"How are you?" returned the other.
"Well!" said the first. "Old Scratch has got his own at last, hey?"
"So I am told," returned the second. "Cold, isn't it?"
"Seasonable for Christmas time. You're not a skater, I suppose?"
"No. No. Something else to think of. Good morning!"
Not another word. That was their meeting, their conversation, and their parting.
A pretty insignificant conversation. At least, Scrooge certainly thinks so. He can't figure out why the Ghost of Christmas Yet to Come has made him privy to this tiny exchange between a couple of gentlemen he knows. Of course, you and I know that the "Old Scratch" is Scrooge, but Scrooge himself is oblivious to this fact. He spends the next few page of the novel completely baffled, unaware that he is witnessing scenes from the aftermath of his own demise. As the stave continues, the weight of the words between the two characters grows heavier and heavier until Scrooge is literally standing at his own graveside.
You may be wondering why I've chosen to focus upon this particular series of conversational non sequiturs. I mean, it's a greeting, a meeting, and a parting in five very short paragraphs. During the course of the words exchanged, the men discuss death, weather, Christmas, and skating. They themselves seem to attach very little import to their dialogue. They're just two casual acquaintances running into each other on the street on Christmas day. I could probably hear a similar conversation in the produce section of Wal-Mart during the holiday season, although the term "Old Scratch" wouldn't be used, I imagine. The modern version might go something like this:
"Yo, Fred, how's it going?" said one.
"Hey, Barney, you're looking a little rough," returned the other.
"Too much Lambrusco last night!" said the first. "Well, the old bastard finally died, huh?"
"Uncle Curly told me at the Wooden Nickel," returned the second. "It's colder than a witch's tit, isn't it?"
"Not bad for December. You going ice fishing tomorrow?"
"No way. My girlfriend would have my balls on a platter. Hey, have a good night."
My point is that, even in a small exchange, something important may be said. Somebody may be embarrassed or hurt, intentionally or unintentionally. Words have that power, even in casual conversation. I know I don't always think about the potential harm I can inflict with remarks I make. For example, I'm particularly sensitive to comments/jokes about people with bipolar, for obvious reasons. Yet, I have a friend who just doesn't get it. Mental illness frightens her, and, when she's confronted by it, she'll say something like, "he's crazy" or "she's out of her mind." My friend has no clue how offensive these seemingly innocuous remarks can be.
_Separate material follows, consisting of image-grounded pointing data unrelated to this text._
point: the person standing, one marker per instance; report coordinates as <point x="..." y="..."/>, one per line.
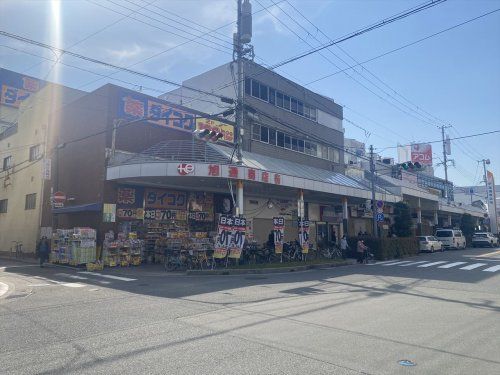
<point x="344" y="246"/>
<point x="360" y="251"/>
<point x="43" y="250"/>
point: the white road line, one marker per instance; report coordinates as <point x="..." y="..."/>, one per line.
<point x="393" y="264"/>
<point x="431" y="264"/>
<point x="473" y="266"/>
<point x="449" y="265"/>
<point x="71" y="276"/>
<point x="107" y="276"/>
<point x="4" y="288"/>
<point x="492" y="269"/>
<point x="379" y="263"/>
<point x="413" y="263"/>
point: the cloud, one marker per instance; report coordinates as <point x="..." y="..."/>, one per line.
<point x="125" y="54"/>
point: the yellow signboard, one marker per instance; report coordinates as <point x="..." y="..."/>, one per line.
<point x="220" y="127"/>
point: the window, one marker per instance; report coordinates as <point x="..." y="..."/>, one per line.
<point x="7" y="163"/>
<point x="300" y="145"/>
<point x="248" y="86"/>
<point x="256" y="132"/>
<point x="313" y="113"/>
<point x="34" y="152"/>
<point x="279" y="99"/>
<point x="280" y="139"/>
<point x="263" y="92"/>
<point x="288" y="142"/>
<point x="300" y="108"/>
<point x="272" y="96"/>
<point x="272" y="137"/>
<point x="264" y="134"/>
<point x="30" y="203"/>
<point x="286" y="102"/>
<point x="3" y="205"/>
<point x="255" y="88"/>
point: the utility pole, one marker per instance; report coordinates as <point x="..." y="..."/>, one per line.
<point x="238" y="50"/>
<point x="374" y="203"/>
<point x="445" y="163"/>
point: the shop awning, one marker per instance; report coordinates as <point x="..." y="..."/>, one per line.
<point x="90" y="207"/>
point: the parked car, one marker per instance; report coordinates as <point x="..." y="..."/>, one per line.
<point x="484" y="239"/>
<point x="451" y="238"/>
<point x="429" y="243"/>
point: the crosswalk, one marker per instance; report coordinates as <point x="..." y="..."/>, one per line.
<point x="442" y="264"/>
<point x="79" y="280"/>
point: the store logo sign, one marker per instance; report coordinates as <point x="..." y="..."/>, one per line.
<point x="185" y="169"/>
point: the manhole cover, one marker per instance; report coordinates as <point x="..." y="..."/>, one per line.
<point x="407" y="362"/>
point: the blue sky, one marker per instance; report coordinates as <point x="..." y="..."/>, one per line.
<point x="454" y="77"/>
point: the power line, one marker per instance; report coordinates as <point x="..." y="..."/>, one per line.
<point x="451" y="139"/>
<point x="100" y="62"/>
<point x="365" y="30"/>
<point x="404" y="46"/>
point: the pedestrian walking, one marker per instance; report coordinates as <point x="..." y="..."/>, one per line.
<point x="360" y="251"/>
<point x="43" y="250"/>
<point x="344" y="246"/>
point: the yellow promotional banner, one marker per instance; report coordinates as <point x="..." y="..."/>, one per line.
<point x="218" y="126"/>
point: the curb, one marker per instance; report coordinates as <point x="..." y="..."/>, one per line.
<point x="257" y="271"/>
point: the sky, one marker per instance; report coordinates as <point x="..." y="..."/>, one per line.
<point x="452" y="78"/>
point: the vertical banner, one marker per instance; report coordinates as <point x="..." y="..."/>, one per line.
<point x="224" y="236"/>
<point x="279" y="233"/>
<point x="238" y="237"/>
<point x="304" y="235"/>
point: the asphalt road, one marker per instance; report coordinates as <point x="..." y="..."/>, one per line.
<point x="440" y="311"/>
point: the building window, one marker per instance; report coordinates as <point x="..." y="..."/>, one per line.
<point x="34" y="152"/>
<point x="30" y="203"/>
<point x="7" y="163"/>
<point x="286" y="102"/>
<point x="248" y="86"/>
<point x="264" y="95"/>
<point x="272" y="96"/>
<point x="255" y="88"/>
<point x="256" y="132"/>
<point x="280" y="139"/>
<point x="279" y="99"/>
<point x="288" y="142"/>
<point x="3" y="205"/>
<point x="264" y="134"/>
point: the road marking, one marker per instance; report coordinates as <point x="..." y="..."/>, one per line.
<point x="431" y="264"/>
<point x="449" y="265"/>
<point x="413" y="263"/>
<point x="71" y="276"/>
<point x="107" y="276"/>
<point x="4" y="288"/>
<point x="492" y="269"/>
<point x="392" y="264"/>
<point x="489" y="254"/>
<point x="379" y="263"/>
<point x="473" y="266"/>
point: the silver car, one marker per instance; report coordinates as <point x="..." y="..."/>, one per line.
<point x="429" y="243"/>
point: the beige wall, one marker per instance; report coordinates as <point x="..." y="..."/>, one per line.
<point x="19" y="224"/>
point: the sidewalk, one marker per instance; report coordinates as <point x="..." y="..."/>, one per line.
<point x="158" y="269"/>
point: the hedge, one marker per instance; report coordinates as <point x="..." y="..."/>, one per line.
<point x="386" y="248"/>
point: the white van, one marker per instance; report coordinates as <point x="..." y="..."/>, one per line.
<point x="451" y="238"/>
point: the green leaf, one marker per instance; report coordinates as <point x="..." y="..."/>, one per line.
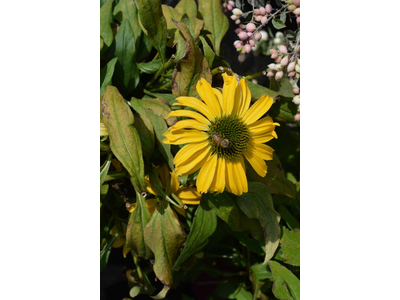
<point x="138" y="220"/>
<point x="125" y="51"/>
<point x="104" y="169"/>
<point x="124" y="139"/>
<point x="284" y="281"/>
<point x="208" y="53"/>
<point x="215" y="21"/>
<point x="257" y="91"/>
<point x="154" y="24"/>
<point x="258" y="204"/>
<point x="290" y="246"/>
<point x="129" y="12"/>
<point x="275" y="179"/>
<point x="224" y="207"/>
<point x="106" y="19"/>
<point x="164" y="235"/>
<point x="150" y="67"/>
<point x="204" y="225"/>
<point x="106" y="75"/>
<point x="105" y="253"/>
<point x="189" y="69"/>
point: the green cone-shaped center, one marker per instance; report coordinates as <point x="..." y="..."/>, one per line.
<point x="228" y="137"/>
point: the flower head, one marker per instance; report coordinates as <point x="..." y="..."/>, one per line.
<point x="221" y="131"/>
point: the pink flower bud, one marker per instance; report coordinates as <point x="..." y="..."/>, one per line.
<point x="250" y="27"/>
<point x="242" y="57"/>
<point x="296" y="2"/>
<point x="270" y="74"/>
<point x="283" y="49"/>
<point x="291" y="66"/>
<point x="243" y="36"/>
<point x="263" y="20"/>
<point x="279" y="75"/>
<point x="257" y="36"/>
<point x="247" y="48"/>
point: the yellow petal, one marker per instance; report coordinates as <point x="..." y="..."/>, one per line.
<point x="258" y="109"/>
<point x="218" y="94"/>
<point x="188" y="151"/>
<point x="218" y="183"/>
<point x="257" y="163"/>
<point x="174" y="182"/>
<point x="245" y="98"/>
<point x="206" y="93"/>
<point x="187" y="194"/>
<point x="191" y="166"/>
<point x="231" y="94"/>
<point x="206" y="174"/>
<point x="262" y="125"/>
<point x="189" y="123"/>
<point x="189" y="114"/>
<point x="183" y="136"/>
<point x="197" y="105"/>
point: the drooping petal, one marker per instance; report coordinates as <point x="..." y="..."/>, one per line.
<point x="196" y="162"/>
<point x="182" y="136"/>
<point x="230" y="94"/>
<point x="189" y="114"/>
<point x="195" y="104"/>
<point x="218" y="183"/>
<point x="245" y="98"/>
<point x="206" y="174"/>
<point x="188" y="151"/>
<point x="206" y="93"/>
<point x="257" y="163"/>
<point x="258" y="109"/>
<point x="189" y="123"/>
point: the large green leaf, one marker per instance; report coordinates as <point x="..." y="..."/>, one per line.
<point x="275" y="179"/>
<point x="204" y="225"/>
<point x="106" y="19"/>
<point x="189" y="69"/>
<point x="224" y="207"/>
<point x="215" y="21"/>
<point x="124" y="139"/>
<point x="290" y="246"/>
<point x="285" y="281"/>
<point x="125" y="51"/>
<point x="154" y="25"/>
<point x="257" y="204"/>
<point x="164" y="235"/>
<point x="138" y="220"/>
<point x="106" y="75"/>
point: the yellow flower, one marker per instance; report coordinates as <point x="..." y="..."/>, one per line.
<point x="222" y="130"/>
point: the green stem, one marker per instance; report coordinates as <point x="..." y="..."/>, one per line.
<point x="259" y="74"/>
<point x="159" y="72"/>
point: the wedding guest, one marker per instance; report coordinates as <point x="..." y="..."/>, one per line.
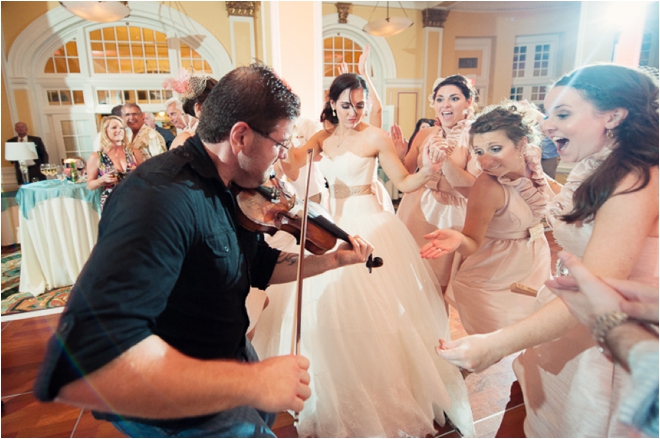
<point x="193" y="89"/>
<point x="362" y="329"/>
<point x="604" y="118"/>
<point x="107" y="167"/>
<point x="139" y="136"/>
<point x="502" y="242"/>
<point x="442" y="202"/>
<point x="168" y="136"/>
<point x="620" y="315"/>
<point x="153" y="335"/>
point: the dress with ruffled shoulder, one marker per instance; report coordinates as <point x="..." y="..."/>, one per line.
<point x="437" y="205"/>
<point x="514" y="249"/>
<point x="570" y="388"/>
<point x="370" y="337"/>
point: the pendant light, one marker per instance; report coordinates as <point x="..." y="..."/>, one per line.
<point x="386" y="27"/>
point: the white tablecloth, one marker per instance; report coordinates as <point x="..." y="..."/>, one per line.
<point x="58" y="229"/>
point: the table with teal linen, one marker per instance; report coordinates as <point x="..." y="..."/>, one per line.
<point x="9" y="219"/>
<point x="58" y="230"/>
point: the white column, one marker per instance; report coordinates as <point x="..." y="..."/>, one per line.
<point x="297" y="50"/>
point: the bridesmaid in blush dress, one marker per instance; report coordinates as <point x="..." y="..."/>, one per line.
<point x="604" y="118"/>
<point x="442" y="202"/>
<point x="369" y="337"/>
<point x="502" y="242"/>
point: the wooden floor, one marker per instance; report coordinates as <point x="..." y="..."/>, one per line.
<point x="495" y="396"/>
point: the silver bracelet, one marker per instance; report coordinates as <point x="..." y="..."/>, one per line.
<point x="603" y="325"/>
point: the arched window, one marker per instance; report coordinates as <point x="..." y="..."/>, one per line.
<point x="64" y="60"/>
<point x="337" y="50"/>
<point x="129" y="49"/>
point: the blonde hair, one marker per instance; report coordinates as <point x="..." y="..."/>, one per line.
<point x="106" y="143"/>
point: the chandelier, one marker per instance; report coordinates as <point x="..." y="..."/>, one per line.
<point x="100" y="11"/>
<point x="388" y="26"/>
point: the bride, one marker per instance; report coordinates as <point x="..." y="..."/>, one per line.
<point x="369" y="337"/>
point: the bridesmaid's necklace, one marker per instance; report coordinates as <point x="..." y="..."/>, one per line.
<point x="342" y="138"/>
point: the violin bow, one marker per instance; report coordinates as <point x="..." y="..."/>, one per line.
<point x="297" y="319"/>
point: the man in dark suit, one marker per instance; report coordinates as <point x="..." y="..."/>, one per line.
<point x="167" y="134"/>
<point x="34" y="171"/>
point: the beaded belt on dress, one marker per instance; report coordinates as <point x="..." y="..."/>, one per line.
<point x="340" y="190"/>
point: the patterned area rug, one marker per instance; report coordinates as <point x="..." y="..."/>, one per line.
<point x="14" y="302"/>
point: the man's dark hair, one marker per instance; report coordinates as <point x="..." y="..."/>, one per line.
<point x="116" y="110"/>
<point x="252" y="94"/>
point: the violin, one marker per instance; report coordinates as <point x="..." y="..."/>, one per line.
<point x="270" y="208"/>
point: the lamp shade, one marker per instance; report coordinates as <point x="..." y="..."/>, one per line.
<point x="387" y="27"/>
<point x="101" y="12"/>
<point x="20" y="151"/>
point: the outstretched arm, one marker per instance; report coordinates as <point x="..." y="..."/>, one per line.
<point x="376" y="110"/>
<point x="621" y="226"/>
<point x="152" y="380"/>
<point x="486" y="198"/>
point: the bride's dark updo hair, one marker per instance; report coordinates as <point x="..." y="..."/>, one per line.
<point x="351" y="81"/>
<point x="607" y="87"/>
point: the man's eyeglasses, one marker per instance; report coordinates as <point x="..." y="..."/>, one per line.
<point x="286" y="145"/>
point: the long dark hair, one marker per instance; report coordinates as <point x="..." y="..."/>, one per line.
<point x="351" y="81"/>
<point x="607" y="87"/>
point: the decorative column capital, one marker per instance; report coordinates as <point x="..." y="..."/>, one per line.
<point x="434" y="17"/>
<point x="241" y="9"/>
<point x="342" y="11"/>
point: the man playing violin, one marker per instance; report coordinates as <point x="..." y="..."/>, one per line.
<point x="153" y="335"/>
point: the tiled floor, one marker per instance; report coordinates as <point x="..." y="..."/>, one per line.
<point x="495" y="396"/>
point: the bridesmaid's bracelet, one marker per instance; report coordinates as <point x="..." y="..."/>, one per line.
<point x="603" y="325"/>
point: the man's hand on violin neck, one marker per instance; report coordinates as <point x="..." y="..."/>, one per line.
<point x="357" y="251"/>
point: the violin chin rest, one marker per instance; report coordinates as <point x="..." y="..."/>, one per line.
<point x="374" y="262"/>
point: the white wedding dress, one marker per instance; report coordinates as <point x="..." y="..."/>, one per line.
<point x="370" y="337"/>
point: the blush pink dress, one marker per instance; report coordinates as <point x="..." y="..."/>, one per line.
<point x="513" y="250"/>
<point x="437" y="205"/>
<point x="570" y="388"/>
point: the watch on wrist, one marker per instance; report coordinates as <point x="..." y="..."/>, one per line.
<point x="603" y="325"/>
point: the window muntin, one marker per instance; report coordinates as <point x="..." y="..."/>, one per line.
<point x="191" y="59"/>
<point x="516" y="93"/>
<point x="120" y="97"/>
<point x="65" y="97"/>
<point x="129" y="49"/>
<point x="519" y="60"/>
<point x="337" y="50"/>
<point x="541" y="59"/>
<point x="64" y="60"/>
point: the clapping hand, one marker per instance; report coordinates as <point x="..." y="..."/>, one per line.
<point x="443" y="241"/>
<point x="475" y="353"/>
<point x="432" y="159"/>
<point x="400" y="143"/>
<point x="589" y="297"/>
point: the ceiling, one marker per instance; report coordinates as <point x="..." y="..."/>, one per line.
<point x="468" y="6"/>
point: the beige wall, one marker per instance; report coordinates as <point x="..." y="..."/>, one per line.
<point x="503" y="28"/>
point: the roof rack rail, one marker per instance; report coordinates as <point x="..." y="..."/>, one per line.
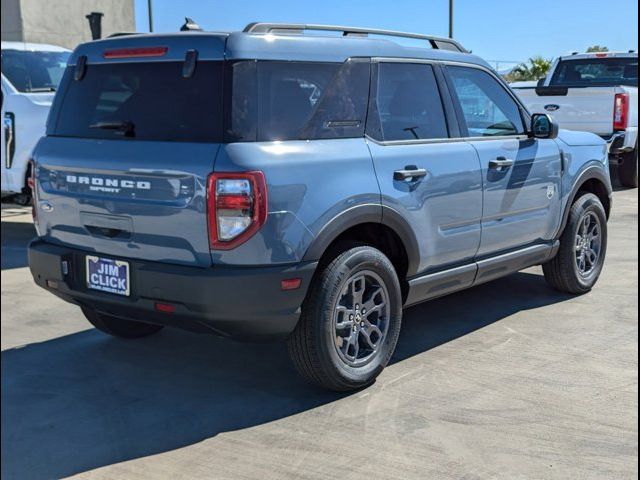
<point x="436" y="42"/>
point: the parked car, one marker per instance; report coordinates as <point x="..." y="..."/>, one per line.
<point x="31" y="73"/>
<point x="594" y="92"/>
<point x="275" y="183"/>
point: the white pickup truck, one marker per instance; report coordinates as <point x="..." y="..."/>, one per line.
<point x="593" y="92"/>
<point x="31" y="73"/>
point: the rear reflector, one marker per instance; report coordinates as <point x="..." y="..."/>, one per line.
<point x="135" y="52"/>
<point x="165" y="307"/>
<point x="291" y="283"/>
<point x="621" y="111"/>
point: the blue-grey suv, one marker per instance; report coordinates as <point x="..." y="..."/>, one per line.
<point x="303" y="182"/>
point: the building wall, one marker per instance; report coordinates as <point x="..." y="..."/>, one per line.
<point x="11" y="21"/>
<point x="63" y="22"/>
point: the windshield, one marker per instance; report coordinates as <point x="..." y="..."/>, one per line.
<point x="597" y="72"/>
<point x="30" y="71"/>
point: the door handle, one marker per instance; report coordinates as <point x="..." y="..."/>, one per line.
<point x="410" y="172"/>
<point x="500" y="163"/>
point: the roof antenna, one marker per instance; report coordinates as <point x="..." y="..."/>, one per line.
<point x="190" y="25"/>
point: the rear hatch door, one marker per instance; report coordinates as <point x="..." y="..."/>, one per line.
<point x="130" y="142"/>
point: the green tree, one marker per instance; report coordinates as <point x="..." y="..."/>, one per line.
<point x="534" y="69"/>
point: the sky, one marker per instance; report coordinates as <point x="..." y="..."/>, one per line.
<point x="500" y="31"/>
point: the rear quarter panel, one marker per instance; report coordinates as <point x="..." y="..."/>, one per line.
<point x="580" y="161"/>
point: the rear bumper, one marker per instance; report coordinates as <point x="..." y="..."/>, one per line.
<point x="239" y="302"/>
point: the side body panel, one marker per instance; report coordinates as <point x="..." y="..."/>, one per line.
<point x="444" y="207"/>
<point x="522" y="203"/>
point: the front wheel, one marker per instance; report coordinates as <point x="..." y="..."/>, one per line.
<point x="583" y="246"/>
<point x="350" y="321"/>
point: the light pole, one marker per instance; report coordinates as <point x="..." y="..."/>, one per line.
<point x="150" y="10"/>
<point x="450" y="18"/>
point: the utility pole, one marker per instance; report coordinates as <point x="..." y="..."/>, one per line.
<point x="150" y="10"/>
<point x="450" y="18"/>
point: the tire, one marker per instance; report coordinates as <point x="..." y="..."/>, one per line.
<point x="576" y="267"/>
<point x="628" y="169"/>
<point x="118" y="327"/>
<point x="323" y="344"/>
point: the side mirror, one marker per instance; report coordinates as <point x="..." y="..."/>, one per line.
<point x="543" y="126"/>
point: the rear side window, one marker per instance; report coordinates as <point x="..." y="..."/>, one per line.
<point x="487" y="108"/>
<point x="406" y="104"/>
<point x="143" y="101"/>
<point x="274" y="100"/>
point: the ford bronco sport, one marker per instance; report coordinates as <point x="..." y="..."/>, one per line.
<point x="303" y="182"/>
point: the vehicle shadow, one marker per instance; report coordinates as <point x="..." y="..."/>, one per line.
<point x="15" y="238"/>
<point x="83" y="401"/>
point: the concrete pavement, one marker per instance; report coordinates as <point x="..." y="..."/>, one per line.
<point x="509" y="380"/>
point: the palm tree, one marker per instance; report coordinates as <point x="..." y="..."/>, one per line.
<point x="536" y="68"/>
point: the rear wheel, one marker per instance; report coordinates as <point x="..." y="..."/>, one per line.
<point x="628" y="169"/>
<point x="350" y="321"/>
<point x="118" y="327"/>
<point x="583" y="246"/>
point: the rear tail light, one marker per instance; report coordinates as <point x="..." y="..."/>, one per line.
<point x="237" y="207"/>
<point x="621" y="111"/>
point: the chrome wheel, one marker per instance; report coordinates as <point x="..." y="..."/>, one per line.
<point x="588" y="245"/>
<point x="361" y="318"/>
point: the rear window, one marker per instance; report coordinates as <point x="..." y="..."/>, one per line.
<point x="274" y="100"/>
<point x="143" y="101"/>
<point x="32" y="71"/>
<point x="599" y="72"/>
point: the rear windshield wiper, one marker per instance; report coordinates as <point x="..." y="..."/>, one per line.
<point x="122" y="127"/>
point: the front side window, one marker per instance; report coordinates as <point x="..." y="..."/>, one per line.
<point x="275" y="100"/>
<point x="406" y="104"/>
<point x="487" y="108"/>
<point x="32" y="71"/>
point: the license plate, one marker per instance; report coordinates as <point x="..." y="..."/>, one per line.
<point x="108" y="275"/>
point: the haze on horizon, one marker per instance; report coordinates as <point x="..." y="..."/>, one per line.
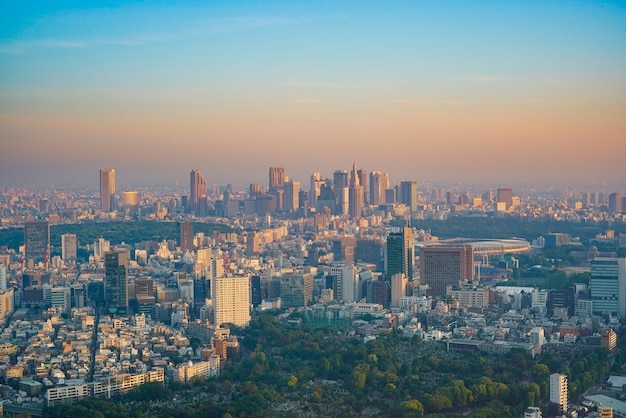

My advice is pretty simple. If you are a person who has never struggled with weight issues or food addictions, don't complain about your "fat" father-in-law. If your life has never been touched by mental illness, be thankful. Don't walk around joking that a coworker with mental illness is going to go "postal" one day. (That statement manages to offend both individuals dealing with mental illness and those who work for the United State Postal Service.) Think about your words before you speak, even in a casual encounter.
As a friend of Saint Marty said this morning, "You just never know how what you say will effect people."